4 de septiembre 2012 - 00:00

El paso más difícil

Agulla y Roncero, junto al resto del plantel de Los Pumas, recorren las calles de Wellington.
Agulla y Roncero, junto al resto del plantel de Los Pumas, recorren las calles de Wellington.
Auckland - La importancia del rugby en Nueva Zelanda golpea instantáneamente al ingresar por su principal aeropuerto en Auckland. Una gigantografía con los All Blacks y la aerolínea que los auspicia recibe al visitante.

Gastando una cierta cantidad de dólares se puede acceder a una pelota de los All Blacks, y obviamente todo el merchandising con la hoja del helecho fern está por doquier. No hay dudas de que el principal producto deportivo de este país de poco más de cuatro millones de habitantes es el rugby y sus All Blacks.

Los Pumas llegaron a Wellington tras un periplo que les demandó 36 horas. Similar situación vivió este cronista, que cortó el viaje en Auckland, ciudad que hace un año en esta fecha estaba lista para recibir al mundo. Mucho cambió de su fisonomía y color Auckland post-Mundial, pero no deja de ser una ciudad por demás bonita.

Wellington sí está más vestida para el fin de semana. Esperan un lleno casi total en el Westpac Stadium, que hace once meses vio cómo Los Pumas le ganaron en un partido para el infarto a Escocia. Fue un 13-12 que tuvo de todo: lluvia incesante, errores compartidos, un try gracias al primer y único Puma del día, una conversión angulada, un error sobre el cierre que casi cuesta el triunfo. Drama y acción, la combinación letal para cualquier deporte.
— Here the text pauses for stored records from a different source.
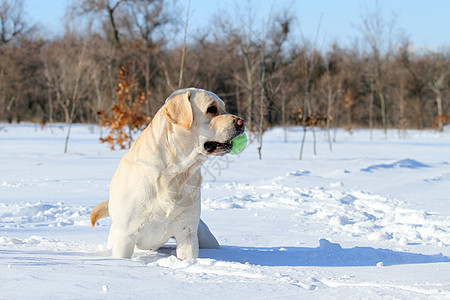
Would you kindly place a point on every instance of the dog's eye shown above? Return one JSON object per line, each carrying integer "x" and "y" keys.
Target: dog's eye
{"x": 212, "y": 110}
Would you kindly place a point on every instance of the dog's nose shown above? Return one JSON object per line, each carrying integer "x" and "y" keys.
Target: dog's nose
{"x": 240, "y": 122}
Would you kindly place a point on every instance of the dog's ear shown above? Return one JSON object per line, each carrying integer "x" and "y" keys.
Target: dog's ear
{"x": 178, "y": 110}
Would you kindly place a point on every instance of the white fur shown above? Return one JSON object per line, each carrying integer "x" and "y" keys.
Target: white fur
{"x": 155, "y": 192}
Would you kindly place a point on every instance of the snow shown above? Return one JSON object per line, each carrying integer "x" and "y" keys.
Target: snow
{"x": 368, "y": 220}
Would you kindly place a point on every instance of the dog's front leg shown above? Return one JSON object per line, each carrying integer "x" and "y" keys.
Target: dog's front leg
{"x": 187, "y": 243}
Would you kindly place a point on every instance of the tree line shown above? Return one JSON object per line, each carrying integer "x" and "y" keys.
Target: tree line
{"x": 264, "y": 73}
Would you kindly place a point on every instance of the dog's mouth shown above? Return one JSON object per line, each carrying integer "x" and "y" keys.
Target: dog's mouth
{"x": 219, "y": 148}
{"x": 216, "y": 148}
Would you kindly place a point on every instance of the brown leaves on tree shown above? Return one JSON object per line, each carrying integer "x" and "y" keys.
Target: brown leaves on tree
{"x": 127, "y": 115}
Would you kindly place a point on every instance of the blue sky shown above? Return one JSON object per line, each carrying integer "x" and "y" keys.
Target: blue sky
{"x": 425, "y": 22}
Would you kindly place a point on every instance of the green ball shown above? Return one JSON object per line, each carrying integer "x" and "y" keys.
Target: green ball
{"x": 239, "y": 143}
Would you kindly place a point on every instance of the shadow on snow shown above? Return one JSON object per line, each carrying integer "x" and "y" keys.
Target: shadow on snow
{"x": 327, "y": 254}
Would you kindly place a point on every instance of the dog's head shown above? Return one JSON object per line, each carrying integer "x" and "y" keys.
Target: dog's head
{"x": 201, "y": 114}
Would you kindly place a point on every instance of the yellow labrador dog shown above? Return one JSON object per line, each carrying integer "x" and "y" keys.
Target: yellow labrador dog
{"x": 155, "y": 192}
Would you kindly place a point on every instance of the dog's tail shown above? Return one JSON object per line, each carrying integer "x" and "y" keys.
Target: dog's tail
{"x": 100, "y": 211}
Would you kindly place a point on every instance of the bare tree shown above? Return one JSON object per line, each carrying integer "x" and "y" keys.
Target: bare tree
{"x": 440, "y": 72}
{"x": 377, "y": 33}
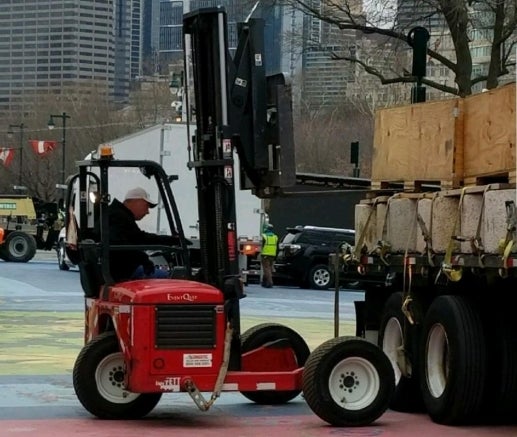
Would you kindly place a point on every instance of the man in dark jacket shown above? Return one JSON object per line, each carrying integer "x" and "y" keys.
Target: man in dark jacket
{"x": 133, "y": 264}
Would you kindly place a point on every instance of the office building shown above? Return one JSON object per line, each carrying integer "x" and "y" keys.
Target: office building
{"x": 47, "y": 46}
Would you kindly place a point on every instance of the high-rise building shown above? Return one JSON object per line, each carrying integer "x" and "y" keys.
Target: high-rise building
{"x": 49, "y": 45}
{"x": 162, "y": 30}
{"x": 325, "y": 79}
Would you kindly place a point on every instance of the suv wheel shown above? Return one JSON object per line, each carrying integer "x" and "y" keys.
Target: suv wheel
{"x": 320, "y": 277}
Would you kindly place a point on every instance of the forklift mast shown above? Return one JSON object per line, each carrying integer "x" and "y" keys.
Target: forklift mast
{"x": 236, "y": 108}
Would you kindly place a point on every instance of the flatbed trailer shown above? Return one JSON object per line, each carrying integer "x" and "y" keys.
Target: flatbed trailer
{"x": 439, "y": 271}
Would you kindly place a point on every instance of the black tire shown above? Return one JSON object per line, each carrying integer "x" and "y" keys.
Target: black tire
{"x": 453, "y": 357}
{"x": 20, "y": 247}
{"x": 395, "y": 332}
{"x": 98, "y": 382}
{"x": 501, "y": 382}
{"x": 61, "y": 255}
{"x": 262, "y": 334}
{"x": 348, "y": 381}
{"x": 320, "y": 277}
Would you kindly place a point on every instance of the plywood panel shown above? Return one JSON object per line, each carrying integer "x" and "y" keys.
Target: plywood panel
{"x": 489, "y": 132}
{"x": 419, "y": 142}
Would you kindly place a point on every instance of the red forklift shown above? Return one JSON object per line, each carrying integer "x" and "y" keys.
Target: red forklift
{"x": 147, "y": 337}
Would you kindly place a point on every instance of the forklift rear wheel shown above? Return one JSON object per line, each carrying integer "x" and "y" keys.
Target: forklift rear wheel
{"x": 20, "y": 247}
{"x": 98, "y": 379}
{"x": 348, "y": 381}
{"x": 262, "y": 334}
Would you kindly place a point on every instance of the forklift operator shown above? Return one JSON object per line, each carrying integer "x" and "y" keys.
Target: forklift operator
{"x": 123, "y": 229}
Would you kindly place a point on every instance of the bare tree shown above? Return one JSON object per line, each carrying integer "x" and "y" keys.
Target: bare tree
{"x": 323, "y": 138}
{"x": 496, "y": 19}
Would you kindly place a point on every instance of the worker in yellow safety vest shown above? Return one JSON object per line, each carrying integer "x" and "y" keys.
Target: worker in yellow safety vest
{"x": 268, "y": 255}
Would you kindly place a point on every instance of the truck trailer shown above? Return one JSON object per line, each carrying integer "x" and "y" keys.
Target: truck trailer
{"x": 435, "y": 252}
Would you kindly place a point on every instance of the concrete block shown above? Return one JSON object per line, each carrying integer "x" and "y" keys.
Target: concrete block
{"x": 402, "y": 224}
{"x": 470, "y": 216}
{"x": 424, "y": 208}
{"x": 366, "y": 222}
{"x": 444, "y": 217}
{"x": 494, "y": 221}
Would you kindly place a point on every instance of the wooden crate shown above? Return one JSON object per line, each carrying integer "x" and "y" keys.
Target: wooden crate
{"x": 489, "y": 136}
{"x": 420, "y": 143}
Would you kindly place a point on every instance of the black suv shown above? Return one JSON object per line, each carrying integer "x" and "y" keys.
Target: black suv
{"x": 303, "y": 255}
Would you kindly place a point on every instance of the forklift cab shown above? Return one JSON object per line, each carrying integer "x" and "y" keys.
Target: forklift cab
{"x": 89, "y": 194}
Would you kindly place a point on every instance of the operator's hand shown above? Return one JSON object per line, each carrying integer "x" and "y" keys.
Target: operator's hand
{"x": 148, "y": 268}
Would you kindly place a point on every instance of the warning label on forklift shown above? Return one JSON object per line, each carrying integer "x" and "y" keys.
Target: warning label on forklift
{"x": 197, "y": 360}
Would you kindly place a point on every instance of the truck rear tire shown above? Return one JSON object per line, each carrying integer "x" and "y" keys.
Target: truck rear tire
{"x": 20, "y": 247}
{"x": 453, "y": 358}
{"x": 395, "y": 333}
{"x": 501, "y": 383}
{"x": 348, "y": 381}
{"x": 98, "y": 379}
{"x": 258, "y": 336}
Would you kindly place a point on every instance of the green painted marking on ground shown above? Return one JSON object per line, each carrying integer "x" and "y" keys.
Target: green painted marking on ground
{"x": 42, "y": 343}
{"x": 39, "y": 342}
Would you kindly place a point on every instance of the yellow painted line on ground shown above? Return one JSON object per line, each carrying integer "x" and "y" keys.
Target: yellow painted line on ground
{"x": 43, "y": 343}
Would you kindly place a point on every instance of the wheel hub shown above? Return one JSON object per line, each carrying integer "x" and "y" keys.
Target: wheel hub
{"x": 354, "y": 383}
{"x": 110, "y": 377}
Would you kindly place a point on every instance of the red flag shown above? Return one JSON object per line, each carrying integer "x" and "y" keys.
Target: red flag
{"x": 43, "y": 148}
{"x": 6, "y": 156}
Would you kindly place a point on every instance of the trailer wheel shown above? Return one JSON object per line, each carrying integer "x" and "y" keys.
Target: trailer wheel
{"x": 320, "y": 277}
{"x": 258, "y": 336}
{"x": 98, "y": 379}
{"x": 20, "y": 247}
{"x": 501, "y": 379}
{"x": 453, "y": 360}
{"x": 393, "y": 336}
{"x": 348, "y": 381}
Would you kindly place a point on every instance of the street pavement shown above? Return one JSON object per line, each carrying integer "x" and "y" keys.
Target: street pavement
{"x": 41, "y": 325}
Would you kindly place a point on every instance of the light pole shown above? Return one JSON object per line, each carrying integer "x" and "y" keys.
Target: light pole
{"x": 10, "y": 133}
{"x": 51, "y": 126}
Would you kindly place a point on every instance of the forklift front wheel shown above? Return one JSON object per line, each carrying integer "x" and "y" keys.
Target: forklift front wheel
{"x": 98, "y": 379}
{"x": 348, "y": 381}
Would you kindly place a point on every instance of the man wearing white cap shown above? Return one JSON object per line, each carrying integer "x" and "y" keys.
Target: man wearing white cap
{"x": 133, "y": 264}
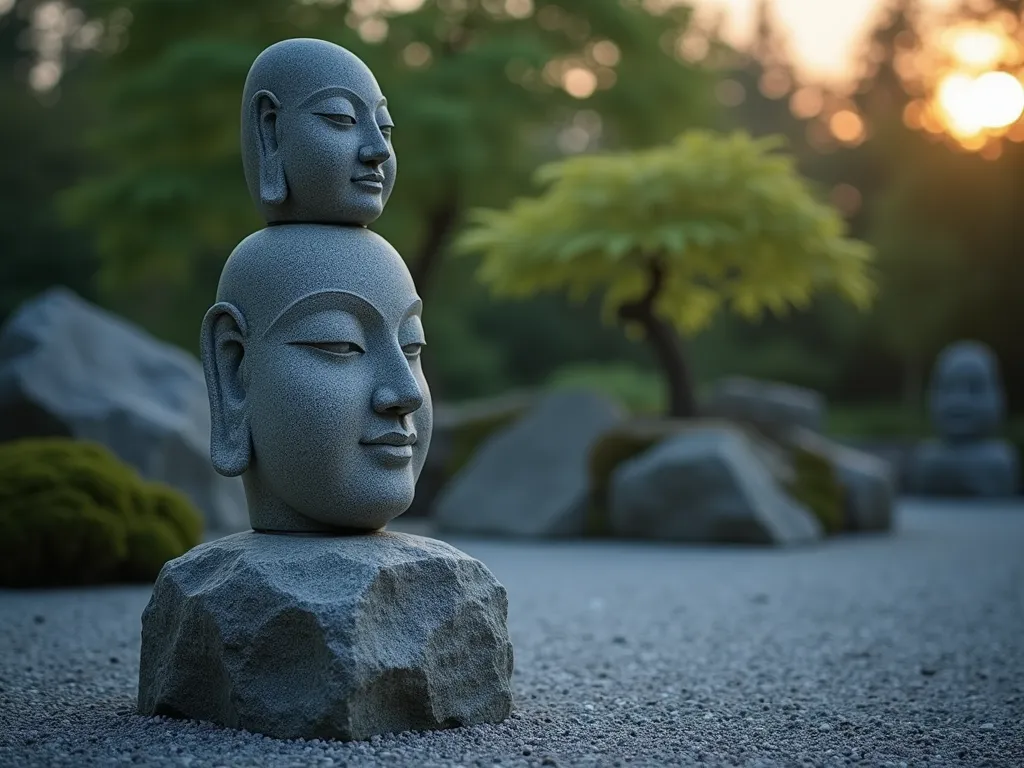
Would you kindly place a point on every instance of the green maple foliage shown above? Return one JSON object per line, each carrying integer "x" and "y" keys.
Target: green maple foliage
{"x": 673, "y": 235}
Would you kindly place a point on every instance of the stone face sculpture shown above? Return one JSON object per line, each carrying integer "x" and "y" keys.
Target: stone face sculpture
{"x": 315, "y": 136}
{"x": 317, "y": 396}
{"x": 337, "y": 629}
{"x": 967, "y": 407}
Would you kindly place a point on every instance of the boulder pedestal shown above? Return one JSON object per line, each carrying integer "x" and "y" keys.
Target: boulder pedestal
{"x": 983, "y": 468}
{"x": 327, "y": 637}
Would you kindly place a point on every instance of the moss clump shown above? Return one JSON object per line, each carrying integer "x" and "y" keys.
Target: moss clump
{"x": 71, "y": 513}
{"x": 816, "y": 485}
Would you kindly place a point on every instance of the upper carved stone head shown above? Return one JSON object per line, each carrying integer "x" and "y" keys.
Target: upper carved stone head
{"x": 966, "y": 394}
{"x": 317, "y": 397}
{"x": 315, "y": 136}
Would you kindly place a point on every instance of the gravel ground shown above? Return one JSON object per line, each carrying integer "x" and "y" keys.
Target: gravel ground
{"x": 906, "y": 649}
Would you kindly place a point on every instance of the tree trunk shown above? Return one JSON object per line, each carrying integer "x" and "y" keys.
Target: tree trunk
{"x": 667, "y": 345}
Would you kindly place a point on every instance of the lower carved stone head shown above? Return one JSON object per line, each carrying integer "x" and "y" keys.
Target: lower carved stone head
{"x": 317, "y": 396}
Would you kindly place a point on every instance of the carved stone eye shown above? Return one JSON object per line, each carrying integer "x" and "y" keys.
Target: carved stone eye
{"x": 345, "y": 348}
{"x": 340, "y": 119}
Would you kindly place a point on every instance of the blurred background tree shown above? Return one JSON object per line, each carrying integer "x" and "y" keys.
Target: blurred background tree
{"x": 480, "y": 92}
{"x": 126, "y": 113}
{"x": 670, "y": 236}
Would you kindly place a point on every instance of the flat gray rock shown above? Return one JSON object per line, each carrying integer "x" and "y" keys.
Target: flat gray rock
{"x": 327, "y": 637}
{"x": 69, "y": 368}
{"x": 531, "y": 479}
{"x": 706, "y": 485}
{"x": 770, "y": 406}
{"x": 868, "y": 481}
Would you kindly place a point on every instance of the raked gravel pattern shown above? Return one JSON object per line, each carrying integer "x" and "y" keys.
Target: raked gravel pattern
{"x": 880, "y": 650}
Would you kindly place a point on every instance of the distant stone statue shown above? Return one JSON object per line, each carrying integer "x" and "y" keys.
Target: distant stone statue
{"x": 967, "y": 407}
{"x": 338, "y": 629}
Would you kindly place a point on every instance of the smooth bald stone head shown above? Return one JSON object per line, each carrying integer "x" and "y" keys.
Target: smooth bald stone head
{"x": 966, "y": 396}
{"x": 315, "y": 136}
{"x": 317, "y": 396}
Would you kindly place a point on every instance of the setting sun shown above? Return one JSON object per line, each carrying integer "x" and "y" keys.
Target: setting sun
{"x": 970, "y": 104}
{"x": 974, "y": 81}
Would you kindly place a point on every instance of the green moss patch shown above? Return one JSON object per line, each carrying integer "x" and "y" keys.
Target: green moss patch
{"x": 72, "y": 513}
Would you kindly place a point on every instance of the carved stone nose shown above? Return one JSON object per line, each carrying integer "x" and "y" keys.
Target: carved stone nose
{"x": 397, "y": 400}
{"x": 374, "y": 154}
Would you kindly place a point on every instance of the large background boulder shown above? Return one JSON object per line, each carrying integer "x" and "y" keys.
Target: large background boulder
{"x": 70, "y": 369}
{"x": 458, "y": 431}
{"x": 327, "y": 637}
{"x": 706, "y": 485}
{"x": 771, "y": 407}
{"x": 868, "y": 482}
{"x": 530, "y": 479}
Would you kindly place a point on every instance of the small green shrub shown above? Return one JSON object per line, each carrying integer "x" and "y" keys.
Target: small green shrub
{"x": 816, "y": 485}
{"x": 640, "y": 391}
{"x": 71, "y": 513}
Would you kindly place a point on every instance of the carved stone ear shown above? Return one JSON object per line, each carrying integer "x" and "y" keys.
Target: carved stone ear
{"x": 272, "y": 185}
{"x": 223, "y": 349}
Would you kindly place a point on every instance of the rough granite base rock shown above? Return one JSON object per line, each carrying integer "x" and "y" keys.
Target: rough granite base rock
{"x": 327, "y": 637}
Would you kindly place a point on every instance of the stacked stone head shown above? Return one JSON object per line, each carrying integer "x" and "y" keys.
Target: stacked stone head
{"x": 339, "y": 629}
{"x": 967, "y": 406}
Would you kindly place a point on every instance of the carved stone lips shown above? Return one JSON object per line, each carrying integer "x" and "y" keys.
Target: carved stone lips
{"x": 375, "y": 177}
{"x": 392, "y": 438}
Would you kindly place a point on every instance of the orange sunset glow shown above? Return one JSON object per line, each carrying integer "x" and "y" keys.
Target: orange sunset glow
{"x": 975, "y": 93}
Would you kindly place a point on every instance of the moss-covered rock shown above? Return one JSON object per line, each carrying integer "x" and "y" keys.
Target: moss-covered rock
{"x": 815, "y": 484}
{"x": 71, "y": 513}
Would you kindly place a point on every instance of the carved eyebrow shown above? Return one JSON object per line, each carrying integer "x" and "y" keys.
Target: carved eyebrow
{"x": 340, "y": 297}
{"x": 415, "y": 308}
{"x": 337, "y": 90}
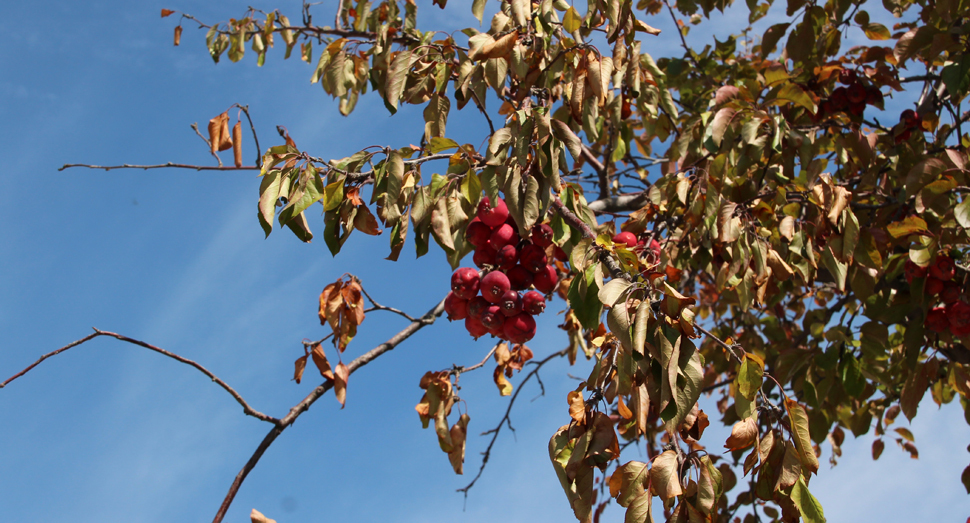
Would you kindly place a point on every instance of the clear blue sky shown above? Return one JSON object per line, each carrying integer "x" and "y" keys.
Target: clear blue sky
{"x": 112, "y": 432}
Lo del sábado contra los All Blacks será diferente por dos razones: este equipo Puma es superior al que jugó hace once meses en el óvalo de Wellington y porque enfrente estarán los All Blacks, equipo mucho mejor que aquel mediocre Escocia.

El partido tiene un pronóstico inicial de muy difícil. Los All Blacks ya le ganaron dos veces con claridad a Australia -aunque sin ser todo lo certeros que quieren ser en su juego abrumador- y saben qué esperar del equipo que conduce Tati Phelan. Como novedad, los argentinos tendrán a Graham Henry ayudando directamente al entrenador argentino, algo que originalmente no se iba a poder hacer por temas contractuales.

Se supone que Henry se sentará durante el partido con Phelan y Cía., algo que «todavía no hemos hablado», según clarificó el exentrenador de Nueva Zelanda durante ocho temporadas.

«Ahora estoy con Argentina y voy a ayudarlos en todo lo que pueda».

Nueva Zelanda tendrá que reacomodar su línea de backs. El centro Sonny Bill Williams no jugará más para los All Blacks al empezar un contrato en Japón, pero regresa el muy sólido Conrad Smith, recuperado de una operación de ojo. El centro de la cancha de Los Pumas ha crecido con cada partido y será clave la batalla que Santiago Fernández y Marcelo Bosch diriman con Smith y Maa Nonu.

Si bien será en los delanteros que esté el desarrollo del partido, conocida es la afición de los de negro por encontrar espacio por donde atacar, distinto a los sudafricanos, anteriores rivales de Los Pumas, que buscan el contacto directamente.

Será un desafío totalmente distinto al de las primeras dos rondas del Rugby Championship. Será interesante para ver dónde están hoy Los Pumas.